Qué raro que me llame Federico es el título de la última novela de Yolanda Reyes, una narración profunda y dolorosa sobre la adopción, la identidad, el abandono,  la historia personal y las raíces, una historia en la que nuestra Bogotá llenas de rejas también es protagonista.

Con el viaje de Federico en la búsqueda de él mismo, la escritora nos interna en una ciudad agresiva, con un tráfico endemoniado, clasista, segregacionista, con personajes que conocen esas calles durante años escondidas en lugares similares al Bronx, este Bronx que se ha hecho visible ante los ojos de quienes señalaron a Petro por dejar que el horror y la inmundicia se cocinaran en silencio, los mismos ojos que ahora le reclaman a Peñalosa haber sacado a la luz lo que Petro quiso esconder.

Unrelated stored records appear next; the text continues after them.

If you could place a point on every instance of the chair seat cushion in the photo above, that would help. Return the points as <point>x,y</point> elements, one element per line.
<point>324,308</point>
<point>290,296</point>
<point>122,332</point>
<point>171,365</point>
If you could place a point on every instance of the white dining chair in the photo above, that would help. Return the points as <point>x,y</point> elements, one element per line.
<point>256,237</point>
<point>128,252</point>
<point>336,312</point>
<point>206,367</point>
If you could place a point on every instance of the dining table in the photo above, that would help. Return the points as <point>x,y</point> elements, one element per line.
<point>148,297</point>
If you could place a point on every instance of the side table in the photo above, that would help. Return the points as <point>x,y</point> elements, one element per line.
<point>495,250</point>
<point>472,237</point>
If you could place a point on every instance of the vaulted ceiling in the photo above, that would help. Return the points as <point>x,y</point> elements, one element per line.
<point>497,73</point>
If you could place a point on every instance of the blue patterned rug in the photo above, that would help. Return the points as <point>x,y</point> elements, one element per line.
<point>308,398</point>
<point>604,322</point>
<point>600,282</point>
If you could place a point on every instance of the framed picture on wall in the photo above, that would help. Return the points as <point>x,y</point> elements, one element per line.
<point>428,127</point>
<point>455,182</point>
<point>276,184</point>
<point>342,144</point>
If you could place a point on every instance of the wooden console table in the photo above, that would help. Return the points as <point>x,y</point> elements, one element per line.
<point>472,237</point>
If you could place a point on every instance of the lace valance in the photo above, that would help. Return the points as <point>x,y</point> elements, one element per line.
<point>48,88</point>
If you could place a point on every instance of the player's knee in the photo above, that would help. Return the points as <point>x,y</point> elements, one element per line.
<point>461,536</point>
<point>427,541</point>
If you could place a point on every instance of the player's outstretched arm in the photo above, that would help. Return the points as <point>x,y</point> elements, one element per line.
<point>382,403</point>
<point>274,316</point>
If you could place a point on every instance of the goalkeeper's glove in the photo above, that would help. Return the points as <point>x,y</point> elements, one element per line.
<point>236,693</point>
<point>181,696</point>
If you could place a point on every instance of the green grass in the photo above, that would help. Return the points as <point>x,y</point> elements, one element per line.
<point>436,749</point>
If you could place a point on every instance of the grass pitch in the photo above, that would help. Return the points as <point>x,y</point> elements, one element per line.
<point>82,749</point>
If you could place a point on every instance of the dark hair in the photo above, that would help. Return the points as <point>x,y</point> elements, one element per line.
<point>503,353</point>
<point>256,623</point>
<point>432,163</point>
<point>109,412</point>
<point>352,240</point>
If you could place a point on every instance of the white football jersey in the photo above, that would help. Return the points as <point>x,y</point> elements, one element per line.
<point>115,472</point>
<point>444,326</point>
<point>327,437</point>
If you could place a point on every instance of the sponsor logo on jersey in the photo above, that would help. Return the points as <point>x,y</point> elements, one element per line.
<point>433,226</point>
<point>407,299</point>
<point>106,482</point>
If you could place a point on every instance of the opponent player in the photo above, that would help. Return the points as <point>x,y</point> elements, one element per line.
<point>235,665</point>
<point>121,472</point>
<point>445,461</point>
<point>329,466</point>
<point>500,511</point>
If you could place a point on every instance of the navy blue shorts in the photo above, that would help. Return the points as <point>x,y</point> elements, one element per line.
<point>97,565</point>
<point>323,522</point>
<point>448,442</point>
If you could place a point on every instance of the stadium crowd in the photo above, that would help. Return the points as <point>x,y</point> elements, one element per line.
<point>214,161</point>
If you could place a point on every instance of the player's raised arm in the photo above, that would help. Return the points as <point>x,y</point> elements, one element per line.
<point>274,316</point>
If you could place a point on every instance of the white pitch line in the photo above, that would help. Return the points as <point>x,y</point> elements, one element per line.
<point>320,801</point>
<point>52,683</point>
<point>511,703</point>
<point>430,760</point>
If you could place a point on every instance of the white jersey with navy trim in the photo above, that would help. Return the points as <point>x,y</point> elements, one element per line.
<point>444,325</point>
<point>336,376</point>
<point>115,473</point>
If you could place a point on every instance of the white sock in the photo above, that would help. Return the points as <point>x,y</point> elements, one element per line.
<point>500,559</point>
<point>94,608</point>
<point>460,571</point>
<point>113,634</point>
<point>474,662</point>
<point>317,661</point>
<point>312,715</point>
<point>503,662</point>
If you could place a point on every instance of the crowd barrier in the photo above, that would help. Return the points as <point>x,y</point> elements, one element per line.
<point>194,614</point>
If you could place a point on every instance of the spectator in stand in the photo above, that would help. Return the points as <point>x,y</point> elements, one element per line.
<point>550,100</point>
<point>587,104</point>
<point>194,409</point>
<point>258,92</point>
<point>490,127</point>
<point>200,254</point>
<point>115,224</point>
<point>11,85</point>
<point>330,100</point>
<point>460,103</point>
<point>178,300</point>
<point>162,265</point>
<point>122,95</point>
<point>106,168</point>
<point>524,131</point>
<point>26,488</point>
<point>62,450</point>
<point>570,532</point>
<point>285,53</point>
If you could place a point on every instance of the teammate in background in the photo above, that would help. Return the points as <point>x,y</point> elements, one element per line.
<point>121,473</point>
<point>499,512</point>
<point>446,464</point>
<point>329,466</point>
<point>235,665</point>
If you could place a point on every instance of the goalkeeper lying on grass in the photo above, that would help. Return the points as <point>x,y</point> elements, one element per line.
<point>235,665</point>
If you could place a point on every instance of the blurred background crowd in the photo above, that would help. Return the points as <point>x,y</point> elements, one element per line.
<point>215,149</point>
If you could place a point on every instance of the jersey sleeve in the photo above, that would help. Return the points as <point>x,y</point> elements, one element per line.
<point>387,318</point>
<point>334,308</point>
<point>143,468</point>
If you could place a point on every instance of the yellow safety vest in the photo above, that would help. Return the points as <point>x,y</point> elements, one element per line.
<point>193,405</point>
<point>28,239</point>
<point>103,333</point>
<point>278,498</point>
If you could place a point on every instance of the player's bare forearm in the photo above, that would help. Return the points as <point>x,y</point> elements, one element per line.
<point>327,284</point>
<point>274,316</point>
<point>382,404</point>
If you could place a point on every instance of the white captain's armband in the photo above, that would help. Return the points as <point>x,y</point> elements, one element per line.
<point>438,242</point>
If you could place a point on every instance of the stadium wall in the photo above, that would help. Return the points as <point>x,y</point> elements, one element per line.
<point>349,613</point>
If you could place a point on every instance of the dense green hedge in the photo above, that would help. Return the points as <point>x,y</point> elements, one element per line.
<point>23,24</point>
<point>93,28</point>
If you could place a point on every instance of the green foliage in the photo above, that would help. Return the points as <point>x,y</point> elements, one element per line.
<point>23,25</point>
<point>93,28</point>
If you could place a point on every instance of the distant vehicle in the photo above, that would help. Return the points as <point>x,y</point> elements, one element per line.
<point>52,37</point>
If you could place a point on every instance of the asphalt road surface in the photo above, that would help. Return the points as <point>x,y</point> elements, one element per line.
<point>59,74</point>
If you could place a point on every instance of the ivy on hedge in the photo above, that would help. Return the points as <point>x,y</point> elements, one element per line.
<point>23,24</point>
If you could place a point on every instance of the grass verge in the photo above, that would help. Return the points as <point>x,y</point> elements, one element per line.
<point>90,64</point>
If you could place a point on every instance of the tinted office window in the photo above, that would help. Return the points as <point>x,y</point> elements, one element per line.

Como si hubiera sido mejor dejarlo todo juntico en unas cuantas cuadras para que a todos los que vivimos en esta ciudad nos quedara más fácil caminar sin tener que ser testigos de la miseria, la indiferencia y la negligencia que somete a seres humanos a la fuerza de un aguacero para que los arrastre por un caño con la posibilidad de ahogarse y morir a la intemperie.

La “Bobotá” de Freddy, que también es Federico, es una ciudad que recibe a los desplazados del campo, a los olvidados de los falsos positivos, a los niños que esta guerra ha dejado y ha traído a buscar un incierto y tal vez inalcanzable bienestar.

Es una ciudad en la que, según el análisis que hizo el programa ‘Bogotá, Cómo Vamos’ (BCV) publicado ayer en El Tiempo, 4 de cada 10 habitantes de la calle son niños, niñas y adolescentes y el 39 por ciento llegó a esta condición siendo menor de edad.

Es la capital de un país que ahora se divide entre un “sí” y un “no”, como lo ha hecho tantas otras veces entre ricos y pobres, entre los de la ciudad y los del campo, los políticos que roban y los ciudadanos que no votan, entre uno mismo y todos los demás, entre víctimas que no miramos y victimarios que se convierten en héroes.

No sé si Yolanda Reyes quiso reflejar el dolor de la ciudad en que vivimos, pero sé que una vez se hace pública una historia, ya no le pertenece del todo al autor, también es de quienes leemos en ella lo que queremos leer, y en medio de una historia que se teje entre madre e hijo, entre el pasado y el presente, con una narración que no me dio espacio a  interrupciones y me conmovió hasta el llanto, yo también leí esta Bogotá que para muchos niños es también “Bobotá”, una ciudad que no puede encajar dentro de las letras de su nombre para tantas miradas infantiles que crecen sabiendo que en cualquier esquina se pueden topar con el miedo y la muerte.